Еще пару минут гадалка что-то говорила, но я не слушал, а только смотрел через пластиковый занавес. Наконец, мои преследователи скрылись из виду.
— Сколько я вам должен? — Она сказала, я заплатил и тихо подошел к двери.
— Будь осторожен, дорогой, — сказала она.
Я остановился в мотеле и просидел весь вечер у телевизора, а на следующий день поехал в Честер на скачки.
Я пришел на ипподром впервые с тех пор, как провел тягостную неделю в Париже, и мне казалось, что происшедшая во мне перемена должна бросаться в глаза. Но, конечно, никто не заметил того мучительного чувства стыда, которое охватило меня, когда я увидел Джорджа Каспара у входа в весовую, и никто не изменил своего отношения ко мне.

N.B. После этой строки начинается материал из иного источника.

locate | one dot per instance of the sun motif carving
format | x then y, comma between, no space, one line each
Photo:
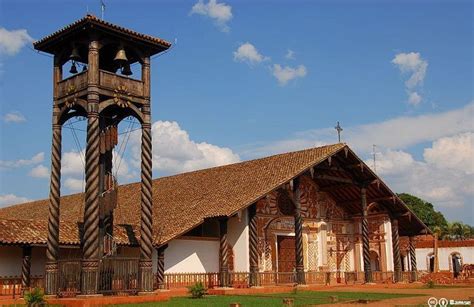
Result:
122,96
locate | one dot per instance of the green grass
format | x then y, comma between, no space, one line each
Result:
301,298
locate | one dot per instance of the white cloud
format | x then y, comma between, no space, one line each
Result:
11,199
14,117
74,184
399,133
287,73
220,12
249,54
414,98
290,54
412,63
174,151
38,158
39,171
11,42
454,153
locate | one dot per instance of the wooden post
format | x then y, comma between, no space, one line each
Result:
253,244
223,253
300,278
412,258
160,266
90,250
365,237
397,265
25,269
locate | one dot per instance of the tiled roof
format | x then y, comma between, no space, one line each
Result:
91,19
180,202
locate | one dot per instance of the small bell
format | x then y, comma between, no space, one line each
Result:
121,57
73,69
126,71
75,54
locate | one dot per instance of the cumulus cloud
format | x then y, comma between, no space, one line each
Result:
11,199
415,66
286,74
14,117
221,13
12,41
290,54
39,171
249,54
414,98
174,151
38,158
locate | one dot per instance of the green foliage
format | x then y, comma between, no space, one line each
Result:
197,290
34,297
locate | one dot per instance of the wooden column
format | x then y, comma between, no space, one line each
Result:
25,269
253,245
365,237
146,230
223,253
160,266
52,249
397,264
300,278
90,250
413,268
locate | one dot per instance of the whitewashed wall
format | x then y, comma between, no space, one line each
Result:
444,256
191,256
11,259
238,238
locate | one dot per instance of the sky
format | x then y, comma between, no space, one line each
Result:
248,79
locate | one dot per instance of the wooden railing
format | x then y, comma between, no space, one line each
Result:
11,285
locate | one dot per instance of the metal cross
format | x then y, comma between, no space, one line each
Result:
339,130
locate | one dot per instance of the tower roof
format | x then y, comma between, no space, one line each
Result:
90,23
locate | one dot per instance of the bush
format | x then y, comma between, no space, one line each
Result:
197,290
34,297
430,284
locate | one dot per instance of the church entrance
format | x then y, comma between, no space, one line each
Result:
286,254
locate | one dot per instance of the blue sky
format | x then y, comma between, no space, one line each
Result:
247,79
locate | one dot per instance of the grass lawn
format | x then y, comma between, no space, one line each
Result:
301,298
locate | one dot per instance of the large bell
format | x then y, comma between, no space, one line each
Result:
73,69
75,54
121,57
126,71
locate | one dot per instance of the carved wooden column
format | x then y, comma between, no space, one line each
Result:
411,241
300,278
223,253
25,269
90,250
52,249
253,245
365,237
160,266
397,264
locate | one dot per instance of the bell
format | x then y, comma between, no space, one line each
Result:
121,57
73,69
74,54
126,71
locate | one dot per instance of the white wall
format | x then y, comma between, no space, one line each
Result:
191,256
11,260
444,256
238,238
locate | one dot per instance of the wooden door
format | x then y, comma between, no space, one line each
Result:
286,254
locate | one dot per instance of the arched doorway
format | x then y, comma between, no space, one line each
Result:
374,261
456,263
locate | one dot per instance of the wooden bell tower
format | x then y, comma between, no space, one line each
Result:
104,93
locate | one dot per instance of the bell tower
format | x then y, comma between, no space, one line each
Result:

Розмари Каспар, которая шла с другой женщиной и о чем-то болтала с ней, чуть не наткнулась на меня, прежде чем мы заметили друг друга.
— Уходите! — вскричала она яростно. — Что вы здесь делаете?

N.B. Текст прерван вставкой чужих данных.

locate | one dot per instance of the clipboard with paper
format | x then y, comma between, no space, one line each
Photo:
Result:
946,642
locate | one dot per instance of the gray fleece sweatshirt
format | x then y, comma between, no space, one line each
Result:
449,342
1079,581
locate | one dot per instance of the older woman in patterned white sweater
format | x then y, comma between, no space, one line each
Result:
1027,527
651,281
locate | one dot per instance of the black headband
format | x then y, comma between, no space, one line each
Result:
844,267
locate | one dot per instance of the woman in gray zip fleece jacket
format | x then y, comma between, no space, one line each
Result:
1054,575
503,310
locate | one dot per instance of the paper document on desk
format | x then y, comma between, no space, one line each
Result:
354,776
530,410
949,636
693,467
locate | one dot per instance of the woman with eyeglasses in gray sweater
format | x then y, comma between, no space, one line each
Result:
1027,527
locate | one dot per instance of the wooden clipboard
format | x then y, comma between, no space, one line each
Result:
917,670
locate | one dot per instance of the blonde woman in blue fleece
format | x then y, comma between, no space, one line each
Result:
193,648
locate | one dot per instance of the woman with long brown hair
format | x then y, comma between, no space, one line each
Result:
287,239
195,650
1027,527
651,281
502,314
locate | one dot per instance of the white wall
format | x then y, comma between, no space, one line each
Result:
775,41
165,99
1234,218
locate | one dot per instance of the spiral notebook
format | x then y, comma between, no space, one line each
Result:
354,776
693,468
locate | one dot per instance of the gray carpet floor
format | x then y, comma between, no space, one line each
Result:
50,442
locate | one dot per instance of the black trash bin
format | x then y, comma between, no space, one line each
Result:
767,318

Мое лицо окаменело. Это невыносимо, подумал я. Я бы не мог ничего сделать для того, чтобы их лошадь победила, даже если бы остался. И все-таки… Я всегда буду думать, что, может быть, и смог бы, если бы попытался.
— Привет, Сид! — окликнул меня кто-то. — Какой чудесный день, не правда ли?
— Действительно чудесный.
Филип Фрайерли улыбнулся и посмотрел вслед Розмари.

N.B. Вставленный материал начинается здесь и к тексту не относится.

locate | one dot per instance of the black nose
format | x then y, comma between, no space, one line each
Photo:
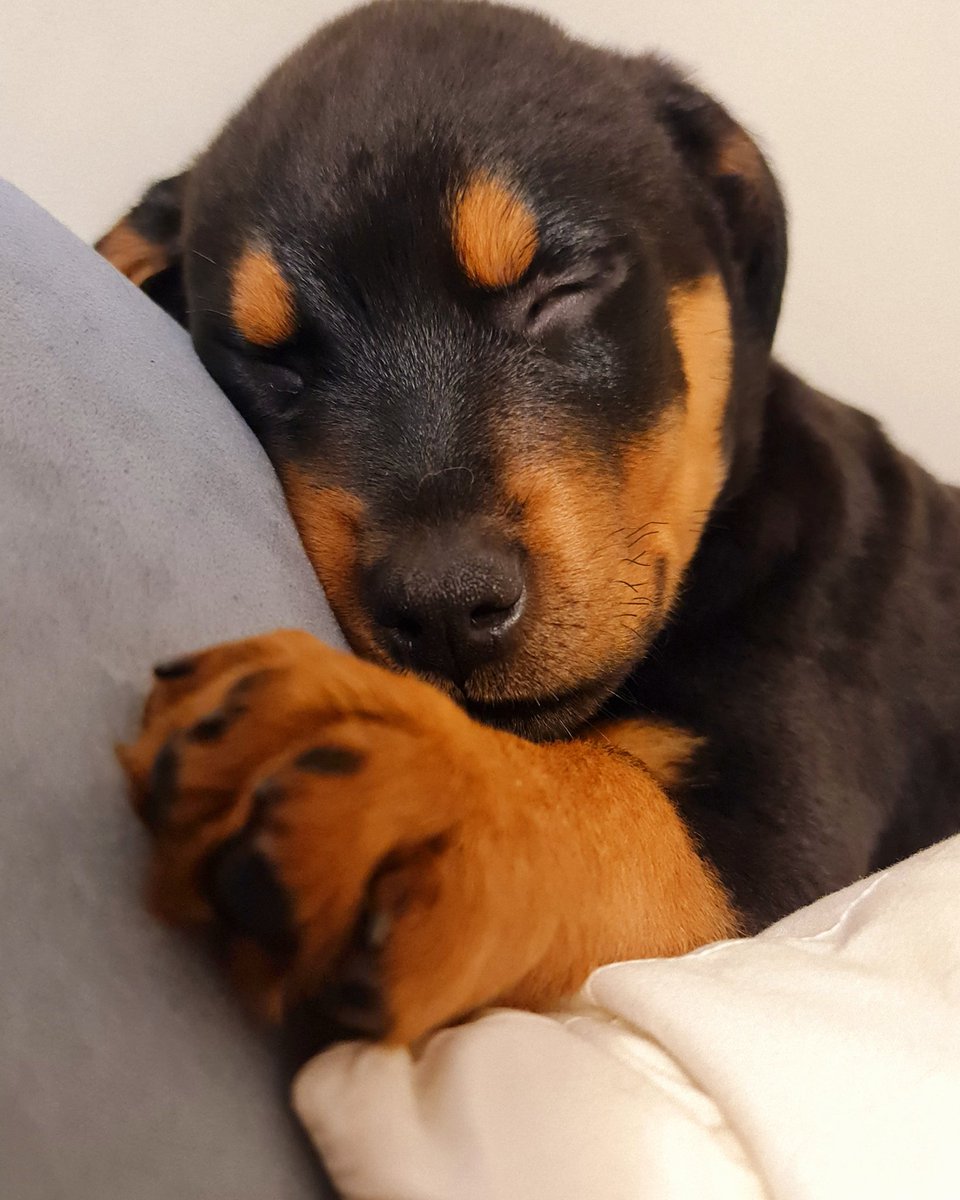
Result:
448,601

— Она на всех бросается после катастрофы на прошлой неделе. Бедная Розмари. Принимает все так близко к сердцу… Вы что-нибудь узнали для меня?
— Не слишком много. Для этого и приехал сюда. — Я сделал паузу. — Известно ли вам имя и адрес человека, который организовал ваши синдикаты?
— Сразу не могу сказать, — ответил он. — Видите ли, я не вел дела непосредственно с ним. Синдикаты были уже в значительной мере сформированы, когда мне предложили присоединиться. Лошади были куплены, и большая часть акций продана.
— Они использовали вас, — сказал я. — Использовали ваше имя. Респектабельный фасад.
Он грустно кивнул.
— Боюсь, что вы правы.
— Знаете ли вы Питера Рэммнлнза?
— Кого? Никогда о нем не слышал.
— Он покупает и продает лошадей, — сказал я. — Лукас Уэйнрайт считает, что это он создал ваши синдикаты и манипулирует ими, но его не пускают в Жокейский клуб и на большинство скачек.
— Вот так история! — Его голос звучал печально. — Если Лукас занимается этими синдикатами… Что, по-вашему мне следует делать, Сид?
— Я думаю, вам следовало бы продать свои акции или полностью упразднить синдикаты и вычеркнуть свое имя из списка их членов как можно скорее.
— Хорошо, я это сделаю. И в следующий раз, Сид, если соблазнюсь, я попрошу вас проверить остальных участников синдиката.
К нам, приветливо улыбаясь, подошел мужчина.
— Филип! Сид! Рад вас видеть.
Мы ответили с искренним удовольствием, ибо сэр Томас Аллестон, нынешний главный распорядитель Жокейского клуба и вообще по сути дела вершитель судеб всего скакового бизнеса, был разумным, справедливым и непредубежденным администратором. Кое-кто считал, что он подчас бывает несколько суров, но эта работенка не для мягкотелых.
— Как дела, Сид? — спросил он. — Поймал каких-нибудь крупных мошенников в последнее время?
— В последнее время никого, — ответил я грустно.
Он улыбнулся Филипу Фрайерли.
— Наш Сид натянул нос Службе безопасности, вы еще не знаете? В понедельник ко мне приходил Эдди Кит, жаловался, что мы дали Сиду слишком большую свободу действии, и просил, чтобы не разрешали ему заниматься скачками.